However, while it is likely that opening the wholesale market to energy storage components will benefit PV solar facilities, the degree to which they may benefit such facilities depends on the determination of two questions. The first question is (A) does an energy storage site, when charged by PV solar, qualify as its own distinct category of QF, or still remain categorized as solar? Whether or not a storage facility is its own distinct category of QF, despite being charged by solar, will affect whether state laws limiting capacity rates of solar facilities will also apply to solar-plus-storage facilities. The second question is (B) does adding energy storage to a QF, thereby increasing the facility’s overall capacity, disqualify the facility as a QF when the added capacity causes the QF to exceed PURPA’s capacity limits? If the added capacity can disqualify the facility as a QF, then facilities may be incentivized to limit or entirely omit installing energy storage on solar QFs to retain their QF status.

A.            Whether Energy Storage Facilities Will Qualify as a Distinct Category is Uncertain

The answer is uncertain to whether an energy storage facility qualifies as a distinct category of QF despite being charged by solar energy. Although neither FERC nor any court has yet rendered a final determination, FERC recently issued a decision not to initiate an enforcement action against the Idaho Public Utilities Commission for classifying Franklin Energy’s energy storage facilities as solar facilities, which are ineligible for the Idaho Commission’s published rate available to non-wind and non-solar QFs of 10 MWs average capacity or less.[54] Both the Idaho Public Utilities Commission and Franklin Energy rely on the Luz[55] requirement of considering an energy storage facility’s primary source of energy, but put forth different contentions. The Idaho Commission contends that it may use the primary source of energy to determine the type of QF since battery storage facilities are not a per se category eligible for QF status, and states have broad authority in implementing PURPA’s terms and conditions. Franklin Energy contends that considering a facility’s primary source of energy is to ensure the facility meets the fuel use requirements for QFs, and that determining the type or status as a QF is subject to FERC’s exclusive jurisdiction.[56] FERC did not attach a declaratory order to its notice of intent not to act, meaning that it has not set forth an official position on the matter.[57] As such, whether an energy storage facility charged by PV solar constitutes a distinct category of QF is uncertain.

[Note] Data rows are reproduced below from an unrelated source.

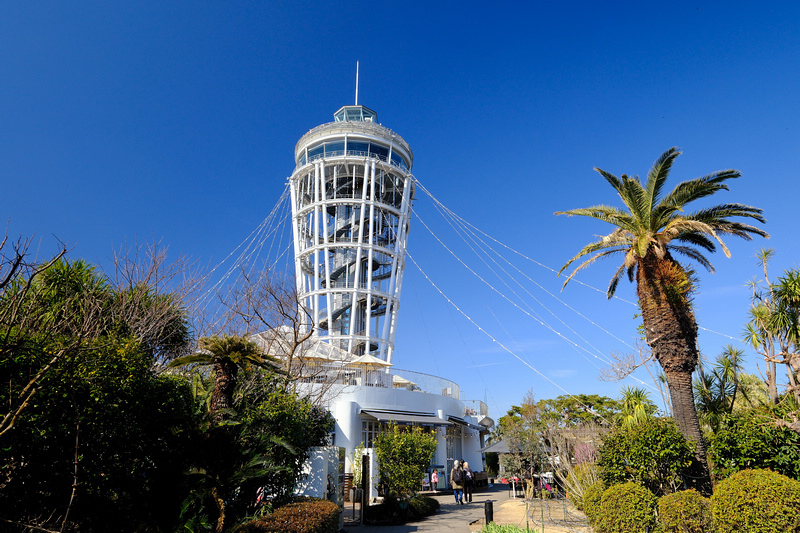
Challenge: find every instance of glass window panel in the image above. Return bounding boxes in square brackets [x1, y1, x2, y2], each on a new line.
[325, 141, 344, 156]
[369, 143, 389, 161]
[347, 141, 369, 155]
[308, 145, 324, 161]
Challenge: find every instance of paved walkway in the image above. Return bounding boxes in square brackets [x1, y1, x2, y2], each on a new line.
[344, 485, 509, 533]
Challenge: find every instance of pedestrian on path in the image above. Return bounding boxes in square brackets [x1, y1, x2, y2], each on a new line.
[450, 459, 464, 505]
[461, 461, 475, 503]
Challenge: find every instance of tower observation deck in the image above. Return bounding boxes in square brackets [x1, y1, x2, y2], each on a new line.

B.             Energy Storage Capacity Will Likely Not Disqualify QFs Based on Capacity Factor

Adding energy storage to a facility will probably not disqualify a facility’s QF status if the added capacity causes the facility to exceed capacity limits, but said facility should still file a Form 556 Application for QF Qualification with FERC to be sure. The issue closely parallels that of existing solar thermal facilities with storage components, where FERC has issued Category One Seller status—which requires 500 MW capacity or less—to facilities which, when including energy storage capacity, exceed the 500 MW limit.[58] As long as the energy storage is not used to increase the facility’s capacity (i.e. maximum electric output), but instead used to increase the facility’s capacity factor (i.e. the ratio between plant capacity versus the plant’s actual output over a period of time) by filling in for times when solar energy is not fully available, FERC has granted such statuses.[59] PV sites may use energy storage components in the same manner, where the storage components only add to the facility’s capacity factor. As such, adding energy storage components to a QF should not disqualify the facility as long as the facility uses the storage only to increase its capacity factor and not its capacity outright.

VI.          Conclusion

The hasty repeal and reduction of federal policy incentives for the PV solar industry will shock the markets and increase such systems’ LCOE. The sticker-shock and widened LCOE gap between PV and other generation competitors will deter investments and slow the growth of installation of PV systems. Ideally, either the already-enacted ITC phasedown or the already-levied tariffs on PV cells would be delayed or lessened to permit the industry more time to decrease hard and soft costs so that PV-solar systems’ LCOE remains competitive. If not, then to mitigate the consequences of already-enacted policies which will hurt the PV industry, steps should be taken to prevent additional changes in policy which will further compound the chill in investments which the industry is bound to experience from rising costs due to the phasedown of the ITC and the newly-levied PV cell tariffs. As such, any of the above revisions to PURPA, or any other changes not yet included in the proposed H.R.4476 bill, should either be delayed or include provisions for delay as applied to PV solar QFs. Moreover, the questions and ambiguities regarding the application of FERC’s recent order to incorporate energy storage components to PV solar systems should be resolved in the industry’s favor. Removing the uncertainty of looming policy changes which would further discourage PV-solar investments would at least allow the PV industry to seek investments based on present circumstances without also adding in risks and costs associated with further changes.

* A special thank you to Judge Huey P. Cotton for encouraging me to pursue a career in law and for guiding me along the way, and to Tim Wendling for helping me to decide on this paper’s topic and for giving me direction.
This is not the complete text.